Yes, well. While this confirms that there are people out there with far too much time on their hands, Green would argue that the confectionery manufacturers effectively cultivate such mania by continually reinventing brands, thereby heightening desire.

"The snacks industry is in a very weird time at the moment," he says, citing the popularity of the Atkins diet as a reason for a recent downturn in sales, "and so the companies have to go to further lengths now to tempt us back. Hence the increasingly wild flavours."

Tony Billsborough, a spokesman for Cadbury, readily admits that limited editions are indeed, "a way of bringing people back to a brand that they had perhaps fallen out with." He goes on to explain that it's not just the flavours they play with, but size and shape as well. The way we eat chocolate today, he suggests, is markedly different from the way we used to, which is why Cadbury, for one, frequently experiments.

"Thirty years ago," he explains, "we wouldn't have brought out something like Heroes [miniature chocolate chunks in a big bucket made for sharing] because times were more formal. Now we are more informal, we hang out with friends and watch DVDs together, and so chocolate has become something we share."

All of which talk can only prompt unashamed drooling from your average choc enthusiast.

"I think there should be more focus on snacks within the media," says Green. "I'm sure The Independent on Sunday has great food coverage, but you probably don't cover sweets very seriously, do you? The same goes for your average BBC2 cookery programme. They'd never focus on the latest Walkers Sensations roast pork and creamy mustard sauce flavour. But why not, when you consider that more people will enjoy these than will ever visit one of Gordon Ramsay's restaurants?

"You may laugh," he adds, laughing a little himself, "but our appreciation of snacks is a little like wine tasting without the snobbery. Next time that you go to a party, take along an unusually flavoured chocolate bar or drink, and I promise that you'll have everybody talking."

Maybe he has a point. And so let us break out the much-coveted Coca-Cola Ipsei 2005 vintage (which, if you're asking, contains something called Rooibos Extract, is low in tannin, and can be enjoyed in unlimited quantities - apparently), and let us celebrate. s

For more information, visit www.snackspot.org.uk

The holy grails of Snackspot

There are a great many rare and exotically-flavoured snacks out there, but one of the most hotly sought-after items - for the moment, at any rate - is the relaunched Texan, a chocolate bar that was originally popular in the 1980s but remains difficult to find today.
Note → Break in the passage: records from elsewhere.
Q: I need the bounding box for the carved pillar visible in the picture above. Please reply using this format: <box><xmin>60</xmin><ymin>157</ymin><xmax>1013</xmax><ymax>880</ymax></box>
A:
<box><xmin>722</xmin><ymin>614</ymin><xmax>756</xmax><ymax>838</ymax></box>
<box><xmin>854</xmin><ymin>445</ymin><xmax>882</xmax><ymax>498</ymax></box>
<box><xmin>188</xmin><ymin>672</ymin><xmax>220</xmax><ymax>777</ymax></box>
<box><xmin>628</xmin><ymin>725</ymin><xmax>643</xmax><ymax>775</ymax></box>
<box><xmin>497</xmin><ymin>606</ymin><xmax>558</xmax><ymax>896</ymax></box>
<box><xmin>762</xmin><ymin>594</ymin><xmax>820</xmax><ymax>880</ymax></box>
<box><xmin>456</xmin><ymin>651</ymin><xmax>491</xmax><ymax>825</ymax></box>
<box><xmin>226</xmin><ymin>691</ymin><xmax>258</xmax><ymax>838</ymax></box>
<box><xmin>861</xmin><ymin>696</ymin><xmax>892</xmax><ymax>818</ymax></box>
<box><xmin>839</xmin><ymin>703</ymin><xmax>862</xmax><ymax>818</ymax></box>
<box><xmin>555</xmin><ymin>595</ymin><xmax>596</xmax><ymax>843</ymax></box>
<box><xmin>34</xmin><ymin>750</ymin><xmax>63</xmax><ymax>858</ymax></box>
Similarly, KitKat Green Tea is only available in Japan and, of all places, London's Covent Garden, while Nestlé's Vice Versas (candy coated chocolate balls, rather like M&M's without the peanuts) were briefly relaunched last year but have now been almost entirely removed from the shelves. Burger King fans blighted by the geographical error of living in England are hunting high and low for "The Angus" steak burger, hotly rumoured to be available only in the US and Scotland. Meanwhile, the rumour that Burton's fish'n'chips-flavour snack biscuits may have been discontinued has had Snackspotters up in arms. Here's just one entry on the subject: "I finally got off my proverbial backside [after a year of searching for them], and contacted Burton's Snack Foods. They've stopped making them! Everyone who wants to see them back where they belong, give [the company] a call and they MIGHT start making them again. I want a multipack!"